Contains a string made from self's .abbr attribute, with the .rel and .abbr2 attributes concatenated only for compound forms. Short codes are blank-stripped.

.engComma()

Returns the English name of self in inverted order, that is, “last, first”. Examples: "robin, American"; "mallard x teal, blue-winged"; "ibis, glossy?".

.__str__(self)

This method is called when a BirdId object is converted to a string, implicitly or by explicit use of the str() function. It returns the English name as a string. Examples of its return values: "Nihoa Finch"; "Blue-winged Teal x Cinnamon Teal"; "Dusky Flycatcher / Hammond's Flycatcher".

BirdId.scan ( txny, scan )

This method works with the Scan object, from the author's personal Python library, to process raw bird codes while scanning an input file. For more information on the Scan object, see the author's library reference.

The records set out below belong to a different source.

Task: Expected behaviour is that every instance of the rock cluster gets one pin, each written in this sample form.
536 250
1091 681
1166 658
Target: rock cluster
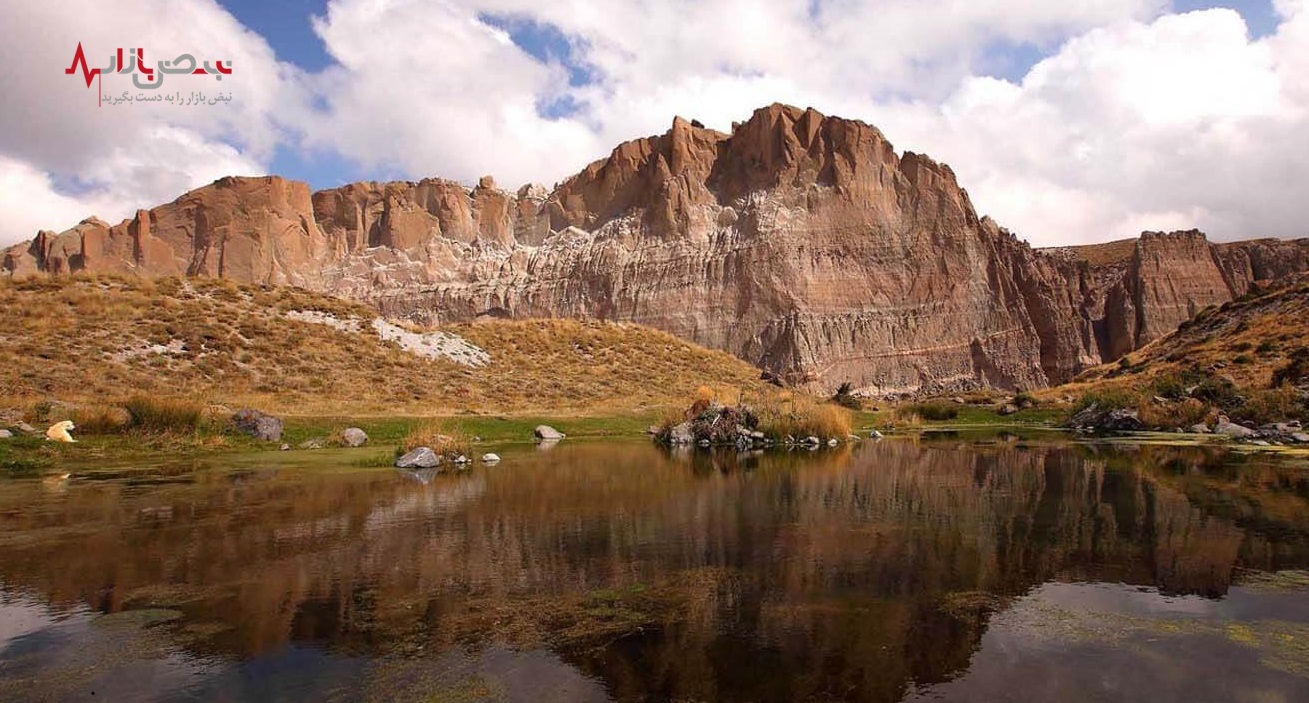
837 258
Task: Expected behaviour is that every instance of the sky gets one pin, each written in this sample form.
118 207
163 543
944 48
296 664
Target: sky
1072 122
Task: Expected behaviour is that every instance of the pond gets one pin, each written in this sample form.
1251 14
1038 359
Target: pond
947 568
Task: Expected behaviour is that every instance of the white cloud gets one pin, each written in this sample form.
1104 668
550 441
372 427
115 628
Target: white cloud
127 156
1181 122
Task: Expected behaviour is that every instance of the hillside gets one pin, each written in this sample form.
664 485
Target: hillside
100 339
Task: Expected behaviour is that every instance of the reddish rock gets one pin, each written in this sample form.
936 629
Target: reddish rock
801 242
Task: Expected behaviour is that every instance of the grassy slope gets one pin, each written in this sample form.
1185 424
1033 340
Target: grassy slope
62 338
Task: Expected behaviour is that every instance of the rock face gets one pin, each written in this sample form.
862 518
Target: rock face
258 424
800 242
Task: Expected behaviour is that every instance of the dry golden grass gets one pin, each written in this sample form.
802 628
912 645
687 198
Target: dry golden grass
443 437
83 341
799 416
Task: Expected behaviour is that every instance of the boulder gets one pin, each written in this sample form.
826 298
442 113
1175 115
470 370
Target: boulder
258 424
546 432
423 457
1122 420
354 436
1227 427
1113 420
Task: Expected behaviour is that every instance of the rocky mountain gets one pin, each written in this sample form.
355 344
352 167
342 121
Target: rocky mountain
801 242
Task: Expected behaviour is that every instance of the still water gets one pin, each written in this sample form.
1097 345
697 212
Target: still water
906 570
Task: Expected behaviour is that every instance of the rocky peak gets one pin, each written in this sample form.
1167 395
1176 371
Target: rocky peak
801 242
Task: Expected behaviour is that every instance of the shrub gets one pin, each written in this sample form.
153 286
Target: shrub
1219 392
1111 398
162 415
935 411
101 419
1165 416
801 416
1170 385
1295 369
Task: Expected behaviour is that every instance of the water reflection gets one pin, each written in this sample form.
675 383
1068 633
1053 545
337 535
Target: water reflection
854 574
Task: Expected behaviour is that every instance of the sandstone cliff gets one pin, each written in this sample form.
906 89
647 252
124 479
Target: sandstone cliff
801 242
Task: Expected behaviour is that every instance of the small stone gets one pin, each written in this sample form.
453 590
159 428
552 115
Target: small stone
354 436
1227 427
681 435
546 432
423 457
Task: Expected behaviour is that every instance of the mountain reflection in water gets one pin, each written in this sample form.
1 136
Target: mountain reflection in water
936 570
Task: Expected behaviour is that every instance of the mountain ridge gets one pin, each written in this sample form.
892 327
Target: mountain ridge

This is a static method, a relatively new feature of Python. For more information on Python static methods, see the Python 2.2 quick reference.

The txny argument is a Txny object providing the taxonomy system in which the codes are to be interpreted. The scan argument is a Scan object used to scan the input stream containing the bird codes.

This method looks for a bird code, optionally followed by a relationship code and a second bird code (which we call a compound code). Examples: "vireo", for “vireo sp.”; mallar^amewig, Mallard × American Wigeon; and "dowwoo|haiwoo", Downy or Hairy Woodpecker.

If the scan object points at a valid simple or compound code, the scan object is advanced past that code, and the method returns a new BirdId object representing the code. If the scan object doesn't start with a valid code, an error message is sent to the scan object's error log, and a ValueError exception is raised.

This method will recognize a trailing "?" if present.

The method raises KeyError if any bird codes are undefined.

BirdId.scanFlat ( txny, scan )

This is another static method like BirdId.scan(), but it expects to see its input in flat file format. Specifically, the scan object should start with three fixed fields. The first field has length ABBR_L and contains the first or only bird code, left-aligned and right-padded with spaces. The second field is a single character and contains the relationship code: normally blank, but it may contain REL_HYBRID or REL_PAIR for compound codes. The third field has length ABBR_L and contains the second bird code when the relationship code is nonblank. The third field must be blank when the relationship code is blank.

This method does not support the questionable ID flag. If any codes are undefined, it raises KeyError.

BirdId.parse ( txny, s )

This static method is also like BirdId.scan(), but is used when the input is in an ordinary string instead of a Scan object.

This method supports a trailing "?" for questionable IDs. It will raise KeyError for undefined codes.